FDA New Drug and Biologic Approvals, 2018 Midyear Review

Mary L Windle, PharmD

Disclosures

August 01, 2018

In This Article

Lennox-Gastaut Syndrome or Dravet Syndrome Seizures: Epidiolex (cannabidiol)

Indication: Indicated for seizures associated with Lennox-Gastaut syndrome (LGS) or Dravet syndrome (DS) in patients aged 2 years or older.
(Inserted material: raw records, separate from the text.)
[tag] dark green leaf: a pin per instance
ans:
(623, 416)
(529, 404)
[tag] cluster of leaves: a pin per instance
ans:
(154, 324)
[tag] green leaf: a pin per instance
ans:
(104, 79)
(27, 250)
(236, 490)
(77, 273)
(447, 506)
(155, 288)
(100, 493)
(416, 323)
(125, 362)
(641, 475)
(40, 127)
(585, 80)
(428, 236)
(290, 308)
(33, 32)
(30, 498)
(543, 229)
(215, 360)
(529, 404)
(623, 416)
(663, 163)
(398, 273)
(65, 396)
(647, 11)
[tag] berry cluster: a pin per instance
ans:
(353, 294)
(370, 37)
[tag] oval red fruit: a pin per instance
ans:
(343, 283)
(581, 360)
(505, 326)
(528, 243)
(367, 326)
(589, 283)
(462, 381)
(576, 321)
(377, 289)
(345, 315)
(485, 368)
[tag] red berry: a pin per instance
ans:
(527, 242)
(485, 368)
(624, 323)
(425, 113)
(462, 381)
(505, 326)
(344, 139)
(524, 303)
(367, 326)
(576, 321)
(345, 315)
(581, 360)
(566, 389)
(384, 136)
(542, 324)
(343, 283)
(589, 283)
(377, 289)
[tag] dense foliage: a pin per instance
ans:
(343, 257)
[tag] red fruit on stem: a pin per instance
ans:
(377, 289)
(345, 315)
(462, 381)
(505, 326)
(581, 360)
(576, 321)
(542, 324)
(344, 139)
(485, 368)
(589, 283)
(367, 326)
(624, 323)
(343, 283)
Mechanism: Cannabidiol is a structurally novel anticonvulsant, and the exact mechanism by which it produces anticonvulsant effects is unknown. It does not appear to exert its anticonvulsant effects through CB1 receptors, nor through voltage-gated sodium channels.

Dosage:

  • 2.5 mg/kg PO BID initially; after 1 week, dose may be increased to maintenance dose of 5 mg/kg BID.

  • If 5 mg/kg BID is tolerated and further seizure reduction is required, patient may benefit from a dosage increase up to a maximum recommended maintenance dosage of 10 mg/kg BID (ie, 20 mg/kg/day).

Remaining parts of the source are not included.